The federal law that these state-level bills were based on was grossly distorted by the Supreme Court’s Hobby Lobby decision last year. That ruling turned “religious freedom” from a shield to protect an individual’s right to practice his or her religion into a sword allowing businesses to ignore laws they don’t like – even when it harms others.
With the passage of state-level laws, the risk is that business owners could cite religious beliefs to argue that laws banning discrimination against LGBT people simply don’t apply to them.
From there it’s a slippery slope.
What if business owners claim that their religious beliefs should exempt them from being required to pay minimum wage? And what if people claim religious “exemptions” from laws that protect children and spouses from domestic violence?
This is wrong.
Our country established many years ago that businesses can’t deny service because of the color of a customer’s skin or their ethnic heritage. The same principle should apply here.

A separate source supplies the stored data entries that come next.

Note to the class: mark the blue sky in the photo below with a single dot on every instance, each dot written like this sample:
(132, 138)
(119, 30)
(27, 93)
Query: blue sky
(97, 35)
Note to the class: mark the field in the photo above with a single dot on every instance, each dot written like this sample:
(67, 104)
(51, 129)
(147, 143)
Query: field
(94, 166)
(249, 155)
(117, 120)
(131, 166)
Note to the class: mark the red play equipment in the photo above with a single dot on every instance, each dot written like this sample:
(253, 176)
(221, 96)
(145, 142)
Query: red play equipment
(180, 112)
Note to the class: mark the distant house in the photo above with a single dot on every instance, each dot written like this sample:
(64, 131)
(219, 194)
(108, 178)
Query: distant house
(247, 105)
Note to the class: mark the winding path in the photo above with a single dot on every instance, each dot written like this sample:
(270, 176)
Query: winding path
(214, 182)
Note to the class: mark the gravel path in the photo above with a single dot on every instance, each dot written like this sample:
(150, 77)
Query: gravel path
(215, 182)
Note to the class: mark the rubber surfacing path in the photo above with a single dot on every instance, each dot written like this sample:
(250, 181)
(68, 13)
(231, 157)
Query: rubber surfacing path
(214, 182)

Giving business owners the ability to, in essence, hang a “No Gays” sign on their door flies in the face of deeply held American values about dignity and equality.
This isn’t a partisan issue. The widespread concern over state-specific “right to discriminate” laws landed in the national spotlight last year when Arizona governor Jan Brewer – a Republican – vetoed one.
Brewer’s decision followed immense pressure from unexpected sources. Arizona’s Republican senators, major companies like Apple and American Airlines, and even multiple state senators who had initially voted for the bill all came out against it after its implications became clear.
Such legislation failed in several other states last year as well. But this year the bills are resurfacing. Americans who support both religious liberty and equality under the law should speak out against these efforts to disguise anti-gay bigotry as a means of protecting religious freedom.
The belief that all people deserve equal treatment regardless of whom they love prevailed in Arizona. It can prevail across the nation.
Peter Montgomery is a Senior Fellow at People For the American Way.